“Thanks to the beautiful irony of nature, it just so happens that many of the things that I love are in fact very good for me.”
—Seamus Mullen
Seamus Mullen learned butchery and got his start in restaurants while growing up on an organic farm in Vermont. However, it wasn’t until a trip he took his senior year in high school to Spain that he found his culinary calling. Enamored with the country’s food and culture, he returned to enroll at Kalamazoo College in Michigan, where he concentrated on Spanish language and literature. He then returned to Spain to study at Universidad Autonoma de Extremadura in Cáceres and take in the ancient city’s rich history before graduating in 1996. After returning home, he was encouraged by his grandmother Mutti to make cooking a career and eventually ended up in San Francisco working at Mecca, a modern American restaurant and lounge that focused on high-quality local produce; at the time the San Francisco Chronicle had given Mecca a three-star rating. Seeking the next challenge, Seamus moved to New York to work for Floyd Cardoz at The New York Times two-star contemporary Indian restaurant Tabla. There, Seamus says he learned more about spices from Floyd than anyone else. In 2003, he went on to open Crudo and crafted a Mediterranean-inspired menu based on raw fish.
Wanting to learn more about Spanish cuisines, Seamus moved back to Spain in 2003 and went on to work some of the best restaurants in the country, including Mugaritz (given two Michelin stars), in Errenteria, and both Abac and Alkimia, in Barcelona. After two years, Seamus returned to New York to become a founding partner in Boqueria, a casual but authentic Spanish tapas restaurant that opened in 2006. After earning a strong local following with Boqueria’s traditional tapas menu, Seamus gained national recognition in 2009 on Food Network’s Next Iron Chef.

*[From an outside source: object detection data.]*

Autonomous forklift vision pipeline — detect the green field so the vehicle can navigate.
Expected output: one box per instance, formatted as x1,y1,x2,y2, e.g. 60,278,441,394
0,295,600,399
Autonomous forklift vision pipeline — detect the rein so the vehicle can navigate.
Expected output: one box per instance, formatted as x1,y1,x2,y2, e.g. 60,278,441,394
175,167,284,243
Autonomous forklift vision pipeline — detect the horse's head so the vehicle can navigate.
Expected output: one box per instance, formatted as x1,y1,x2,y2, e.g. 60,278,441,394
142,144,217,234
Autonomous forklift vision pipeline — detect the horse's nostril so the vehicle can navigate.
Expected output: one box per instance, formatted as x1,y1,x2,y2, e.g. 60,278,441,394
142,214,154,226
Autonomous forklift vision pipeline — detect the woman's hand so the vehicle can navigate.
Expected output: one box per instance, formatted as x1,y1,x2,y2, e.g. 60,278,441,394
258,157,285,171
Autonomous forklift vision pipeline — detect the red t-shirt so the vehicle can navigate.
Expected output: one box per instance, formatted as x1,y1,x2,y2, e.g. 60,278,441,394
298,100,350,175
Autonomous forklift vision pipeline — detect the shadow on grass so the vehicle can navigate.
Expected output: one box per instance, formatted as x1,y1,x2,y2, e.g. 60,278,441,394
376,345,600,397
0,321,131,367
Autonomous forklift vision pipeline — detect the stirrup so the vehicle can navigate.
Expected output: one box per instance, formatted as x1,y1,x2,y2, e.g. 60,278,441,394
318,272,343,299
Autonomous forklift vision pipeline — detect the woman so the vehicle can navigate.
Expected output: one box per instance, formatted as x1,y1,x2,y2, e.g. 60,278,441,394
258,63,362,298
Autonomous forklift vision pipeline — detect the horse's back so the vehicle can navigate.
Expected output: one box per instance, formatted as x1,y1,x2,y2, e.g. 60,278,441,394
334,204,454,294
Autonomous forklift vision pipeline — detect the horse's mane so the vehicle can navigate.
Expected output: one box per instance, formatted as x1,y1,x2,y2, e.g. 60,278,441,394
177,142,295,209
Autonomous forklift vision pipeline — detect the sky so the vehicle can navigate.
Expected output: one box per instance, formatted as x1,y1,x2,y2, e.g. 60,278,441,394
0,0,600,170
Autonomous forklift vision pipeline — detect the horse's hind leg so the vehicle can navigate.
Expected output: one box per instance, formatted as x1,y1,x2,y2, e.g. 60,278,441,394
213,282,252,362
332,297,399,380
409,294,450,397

While still working at Boqueria, Seamus was diagnosed with rheumatoid arthritis, a particularly terrible disease for a chef who spends fourteen hours a day on his feet. While Seamus was able to manage the disease with medication, it also sent him down the path toward treating himself with what he already knew best: food. Seamus’s experiments in the kitchen eventually led to the publication of his first cookbook: Hero Food: How Cooking with Delicious Things Can Make Us Feel Better. Unfortunately, unable to resolve a difference in the vision for Boqueria with his partner Yann de Rochefort, Seamus eventually struck out on his own. Today, Seamus is the chef and owner of Spanish restaurant Tertulia in Manhattan’s West Village. Tertulia received three stars from New York magazine and two stars from The New York Times and was named one of the “Top 10 New Restaurants of 2011" by Sam Sifton of The New York Times.
Seamus got his Asian-inspired 3⁄4 sleeves early in his career, not bringing them fully down so he could still cover them with a chef’s coat. However, he has one culinary tattoo that is particularly meaningful to him. Across his chest is an artichoke. Why an artichoke? Without missing a beat, Seamus says, “They are the poet warriors of vegetables.” While you might get the thorns on the outside, artichokes have a soft heart in the center. In addition, in Seamus’s view, artichokes are one of the hardest things to cook. When he has new chefs training at his restaurant, during a trial phase to see if they will make it, his favorite thing to give them is an artichoke. Like the tales of the final test at culinary school being to cook a perfect egg, he views the ability to properly cook an artichoke as a true test of a cook’s skill.